The opponents' letter was written as the service is entering what appears to be the final leg of a highly complex process stretching more than three years to prepare the draft statement on the proposed mine.
Until last week, service officials had said they planned to release the environmental report by the end of 2010.
But last week, the service announced that it is still not ready to release the statement and didn't know when it would be released, other than that it would be in 2011.
Rosemont has proposed to mine 220 million pounds of copper annually from the Santa Rita Mountains southeast of Tucson, and to store waste rock and mine tailings on federal land in that area.
The letter alleges the service violated the Federal Advisory Committee Act, a 1972 law aimed at laying out ground rules for management of advisory committees to federal agencies.
In their letter, Rosemont's opponents wrote that in passing this law, Congress was trying to respond to concerns that committee meetings often didn't adequately represent the public interest because of a bias in the committee's membership. It was also concerned the meetings were too often closed to the public, the letter said.
Under the law, all federal advisory committee meetings shall be public, and any interested party is allowed to attend or file statements with such committees.
The law requires that committee memberships be "fairly balanced in terms of the points of view represented and the functions to be performed," said the General Services Administration website.
The law applies when a federal agency forms a committee to obtain "consensus advice or recommendations" on issues or policies, said the Coronado National Forest's Rosemont Mine website.
Meetings strictly of government officials are exempt from this law when they involve intergovernmental activities, the Forest Service's Rosemont website said.
But opponents said the exemption doesn't apply when an affected interest such as Rosemont actively participates in the meetings.
From April 2009 through July 2010, Rosemont officials, consultants or other Rosemont representatives attended 18 of 23 meetings of a group of cooperating government agencies that was advising the Forest Service on how to write the draft environmental statement, said the opponents' letter.
Rosemont representatives made presentations to the agencies at five meetings, which the opponents said could be allowed at cooperative agency sessions under federal law.
But at the other meetings, there was no indication Rosemont representatives made a presentation, the letter said.
"Rather, it appears that their invitation to attend these meetings has become a regular, systematic pattern and practice," the letter said.
A review of meeting agendas by the Star found that a Rosemont consultant was an invited guest to many meetings, although it wasn't clear on most agendas whether consultant Gordon Cheniae actually attended. Cheniae is president of Cheniae and Associates, which prepared the mine's operating plan.
At a July 2009 meeting, an official from another Rosemont consulting firm, Westland Resources, was shown as an invited guest. Rosemont officials and consultants were invited to make presentations at six cooperating agency meetings, the agendas showed.
David Steele, a FICO spokesman, said that even the fact that Cheniae was invited was a problem because opponents weren't invited.

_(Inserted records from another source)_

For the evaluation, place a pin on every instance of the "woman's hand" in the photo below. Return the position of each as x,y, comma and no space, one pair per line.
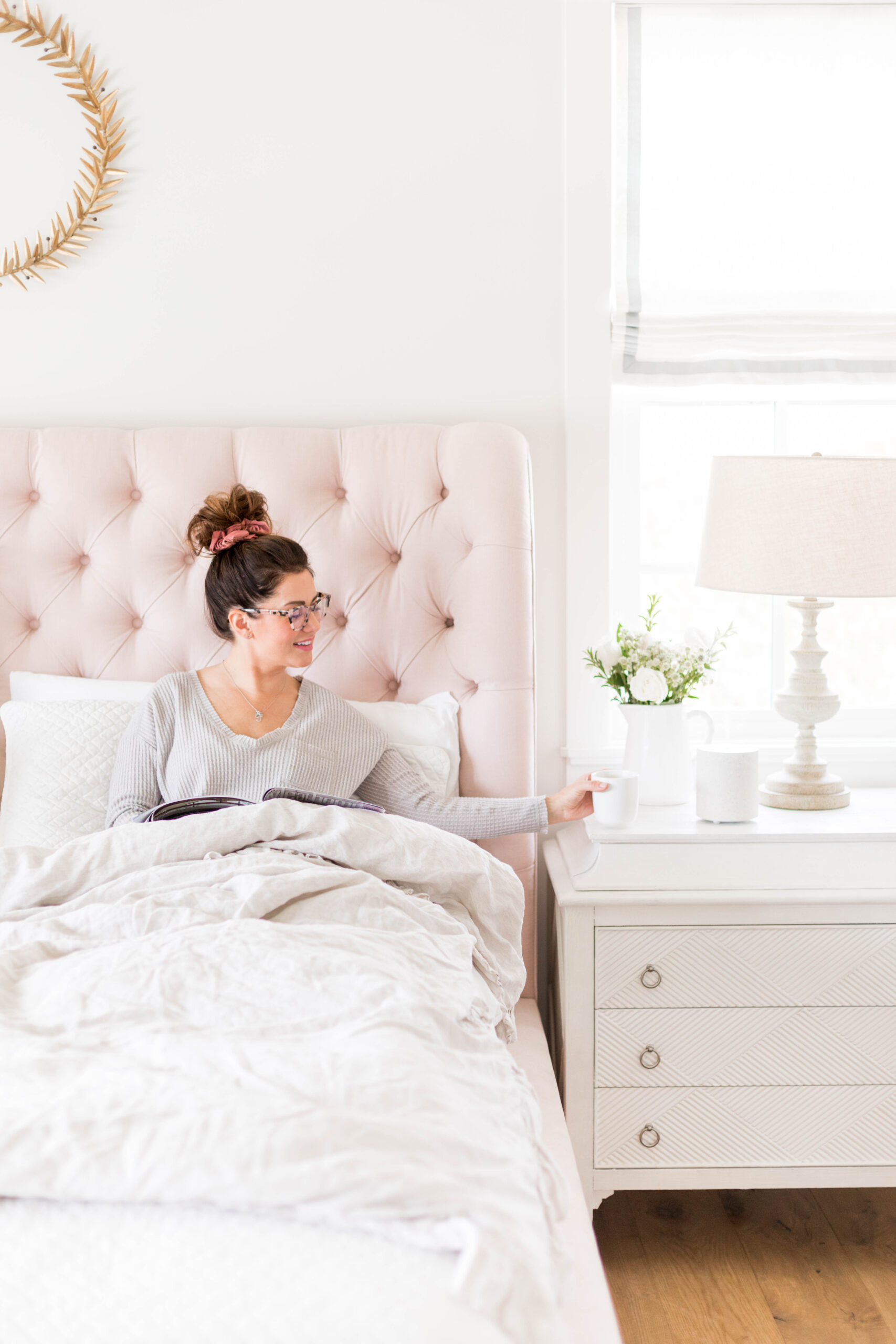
574,802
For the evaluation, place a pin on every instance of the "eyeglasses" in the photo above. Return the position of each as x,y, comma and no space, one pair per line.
297,616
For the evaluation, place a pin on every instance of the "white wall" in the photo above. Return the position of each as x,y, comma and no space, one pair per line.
336,212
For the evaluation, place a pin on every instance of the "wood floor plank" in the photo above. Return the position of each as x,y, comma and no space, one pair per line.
866,1226
813,1290
638,1303
710,1294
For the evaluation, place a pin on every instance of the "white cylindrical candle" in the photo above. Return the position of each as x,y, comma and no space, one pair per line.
727,783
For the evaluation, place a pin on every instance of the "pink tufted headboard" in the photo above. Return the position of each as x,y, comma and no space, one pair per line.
422,534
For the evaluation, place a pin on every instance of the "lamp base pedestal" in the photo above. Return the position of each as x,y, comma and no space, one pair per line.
805,784
784,790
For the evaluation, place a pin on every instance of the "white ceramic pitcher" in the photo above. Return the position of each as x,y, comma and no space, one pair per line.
657,748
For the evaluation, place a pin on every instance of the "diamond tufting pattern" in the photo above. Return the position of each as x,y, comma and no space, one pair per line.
421,533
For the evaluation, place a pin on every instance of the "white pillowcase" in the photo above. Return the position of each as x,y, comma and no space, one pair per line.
426,734
59,759
45,686
62,736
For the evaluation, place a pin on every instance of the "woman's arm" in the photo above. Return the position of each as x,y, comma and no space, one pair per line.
397,786
135,781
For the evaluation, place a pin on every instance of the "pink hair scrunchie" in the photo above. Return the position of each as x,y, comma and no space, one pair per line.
238,533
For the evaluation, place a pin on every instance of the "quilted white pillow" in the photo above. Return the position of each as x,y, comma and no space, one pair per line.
59,759
47,686
426,734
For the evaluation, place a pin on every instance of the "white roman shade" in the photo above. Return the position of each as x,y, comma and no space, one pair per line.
755,229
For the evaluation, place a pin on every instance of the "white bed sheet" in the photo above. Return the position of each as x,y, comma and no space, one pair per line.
150,1275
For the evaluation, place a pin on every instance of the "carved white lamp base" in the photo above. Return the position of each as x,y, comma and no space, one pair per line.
805,784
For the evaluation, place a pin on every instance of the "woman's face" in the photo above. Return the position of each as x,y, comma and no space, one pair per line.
275,642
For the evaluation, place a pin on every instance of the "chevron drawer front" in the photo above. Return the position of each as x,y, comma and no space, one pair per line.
730,1047
745,1127
746,967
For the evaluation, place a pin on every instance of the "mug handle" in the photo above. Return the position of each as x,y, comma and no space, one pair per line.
711,726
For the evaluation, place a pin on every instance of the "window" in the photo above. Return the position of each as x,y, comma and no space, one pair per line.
664,441
754,202
754,312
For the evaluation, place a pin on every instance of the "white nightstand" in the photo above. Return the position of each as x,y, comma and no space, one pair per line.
726,998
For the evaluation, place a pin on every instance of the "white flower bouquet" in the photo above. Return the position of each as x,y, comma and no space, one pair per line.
644,670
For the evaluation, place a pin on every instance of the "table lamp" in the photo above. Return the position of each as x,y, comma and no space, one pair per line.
803,526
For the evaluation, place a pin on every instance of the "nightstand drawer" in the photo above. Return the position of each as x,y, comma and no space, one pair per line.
724,1047
745,1127
746,965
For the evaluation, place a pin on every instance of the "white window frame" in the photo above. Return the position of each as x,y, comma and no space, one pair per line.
602,511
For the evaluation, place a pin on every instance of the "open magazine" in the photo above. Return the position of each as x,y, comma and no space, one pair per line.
190,807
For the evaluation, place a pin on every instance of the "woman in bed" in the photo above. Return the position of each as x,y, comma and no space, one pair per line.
245,725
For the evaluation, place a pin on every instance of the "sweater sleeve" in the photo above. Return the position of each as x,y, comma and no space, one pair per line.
135,783
397,786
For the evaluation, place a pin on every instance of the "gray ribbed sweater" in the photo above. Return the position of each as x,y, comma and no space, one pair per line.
176,747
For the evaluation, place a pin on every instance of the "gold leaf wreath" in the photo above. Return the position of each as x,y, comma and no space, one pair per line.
107,139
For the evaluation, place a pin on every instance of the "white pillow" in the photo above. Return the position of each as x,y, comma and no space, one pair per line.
426,734
45,686
59,759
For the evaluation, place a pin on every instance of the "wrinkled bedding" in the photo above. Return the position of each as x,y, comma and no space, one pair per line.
284,1010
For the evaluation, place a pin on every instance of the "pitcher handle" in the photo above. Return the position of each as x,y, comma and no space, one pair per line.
711,726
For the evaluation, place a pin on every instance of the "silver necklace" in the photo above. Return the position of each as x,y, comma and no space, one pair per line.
260,714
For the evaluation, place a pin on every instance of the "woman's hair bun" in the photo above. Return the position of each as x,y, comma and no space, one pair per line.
220,511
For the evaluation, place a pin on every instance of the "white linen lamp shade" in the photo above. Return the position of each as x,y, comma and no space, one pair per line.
803,527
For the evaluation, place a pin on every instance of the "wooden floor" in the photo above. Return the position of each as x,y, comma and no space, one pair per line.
751,1266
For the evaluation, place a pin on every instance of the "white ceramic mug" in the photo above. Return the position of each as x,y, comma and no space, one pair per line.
618,804
727,783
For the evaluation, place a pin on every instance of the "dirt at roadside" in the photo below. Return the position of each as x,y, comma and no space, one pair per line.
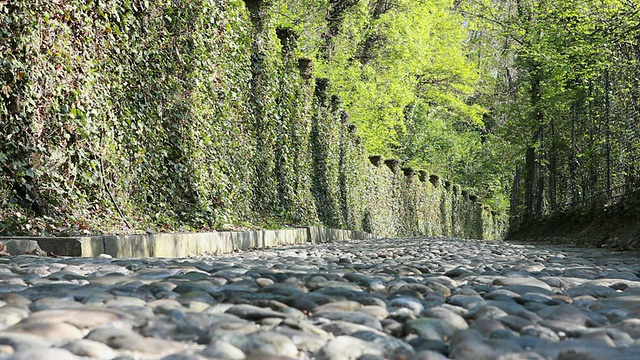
616,227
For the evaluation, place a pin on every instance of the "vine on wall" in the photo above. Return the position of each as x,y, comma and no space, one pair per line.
157,115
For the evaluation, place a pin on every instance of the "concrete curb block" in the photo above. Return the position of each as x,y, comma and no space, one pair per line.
177,245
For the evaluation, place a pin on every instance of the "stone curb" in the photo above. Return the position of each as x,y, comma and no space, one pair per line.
175,245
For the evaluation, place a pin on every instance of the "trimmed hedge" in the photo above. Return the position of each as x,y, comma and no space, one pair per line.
158,115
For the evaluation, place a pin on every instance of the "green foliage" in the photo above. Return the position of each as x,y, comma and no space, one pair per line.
193,115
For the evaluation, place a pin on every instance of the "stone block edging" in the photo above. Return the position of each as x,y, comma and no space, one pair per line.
175,245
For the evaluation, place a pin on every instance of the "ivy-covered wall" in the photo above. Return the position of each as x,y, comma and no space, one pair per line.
169,115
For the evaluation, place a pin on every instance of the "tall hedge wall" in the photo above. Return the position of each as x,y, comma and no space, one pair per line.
158,115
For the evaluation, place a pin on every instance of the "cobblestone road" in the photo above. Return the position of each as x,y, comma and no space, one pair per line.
425,298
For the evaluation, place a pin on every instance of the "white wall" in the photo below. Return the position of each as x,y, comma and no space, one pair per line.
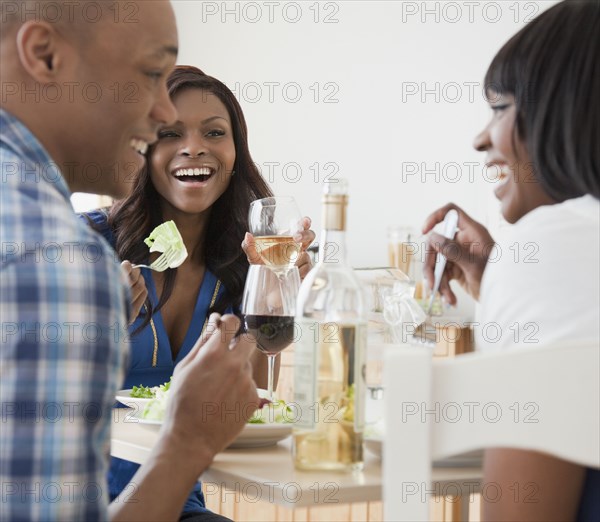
405,81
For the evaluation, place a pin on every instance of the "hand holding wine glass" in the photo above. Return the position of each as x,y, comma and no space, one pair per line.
268,307
275,223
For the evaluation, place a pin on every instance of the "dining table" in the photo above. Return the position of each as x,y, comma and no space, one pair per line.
268,473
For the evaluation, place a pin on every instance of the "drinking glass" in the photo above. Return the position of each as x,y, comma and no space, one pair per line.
273,222
268,307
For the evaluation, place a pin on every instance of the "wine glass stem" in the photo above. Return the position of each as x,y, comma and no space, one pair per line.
271,374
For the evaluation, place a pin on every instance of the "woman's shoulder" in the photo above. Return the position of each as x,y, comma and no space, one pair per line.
581,214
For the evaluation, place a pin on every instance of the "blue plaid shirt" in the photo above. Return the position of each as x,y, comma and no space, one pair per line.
63,347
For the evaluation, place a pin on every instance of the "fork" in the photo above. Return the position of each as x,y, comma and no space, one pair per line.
162,262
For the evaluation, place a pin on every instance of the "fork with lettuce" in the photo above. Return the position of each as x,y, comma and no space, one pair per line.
276,412
165,238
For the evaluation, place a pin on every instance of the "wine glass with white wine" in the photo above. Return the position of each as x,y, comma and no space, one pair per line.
274,222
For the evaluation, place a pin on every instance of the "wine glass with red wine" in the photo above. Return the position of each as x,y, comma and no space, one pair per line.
273,222
268,307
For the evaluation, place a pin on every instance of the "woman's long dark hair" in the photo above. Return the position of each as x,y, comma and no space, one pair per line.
552,67
133,218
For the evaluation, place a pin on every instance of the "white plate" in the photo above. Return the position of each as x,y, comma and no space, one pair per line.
124,397
252,436
261,435
471,459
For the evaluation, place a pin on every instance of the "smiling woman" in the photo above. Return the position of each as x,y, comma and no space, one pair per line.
539,286
189,178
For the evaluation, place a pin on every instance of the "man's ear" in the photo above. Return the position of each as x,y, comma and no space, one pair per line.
37,46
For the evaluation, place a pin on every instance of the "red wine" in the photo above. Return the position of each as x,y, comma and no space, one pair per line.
273,333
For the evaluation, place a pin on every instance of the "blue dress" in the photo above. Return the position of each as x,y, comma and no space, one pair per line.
151,360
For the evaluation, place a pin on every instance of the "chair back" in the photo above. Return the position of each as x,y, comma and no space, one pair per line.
541,399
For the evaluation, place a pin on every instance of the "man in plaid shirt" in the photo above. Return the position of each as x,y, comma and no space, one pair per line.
82,97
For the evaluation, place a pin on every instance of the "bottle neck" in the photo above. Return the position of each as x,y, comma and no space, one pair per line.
333,243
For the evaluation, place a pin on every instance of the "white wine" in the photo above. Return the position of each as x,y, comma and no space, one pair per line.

From looking at the service's Rosemont website, "you can see" that Rosemont was an invited guest to some meetings, service spokeswoman Heidi Schewel wrote the Star in an e-mail. But, "at this point I can't tell when the company was a presenter," Schewel said.
Save the Scenic Santa Ritas President Gayle Hartmann said the opponents want the service to rerun all cooperative agency meetings where various options for the proposed mine were discussed.
This time, all affected interest groups, including Rosemont, should be at the table or none should be, she said.
"Whenever they start considering options, that part needs to be done fairly," Hartmann said.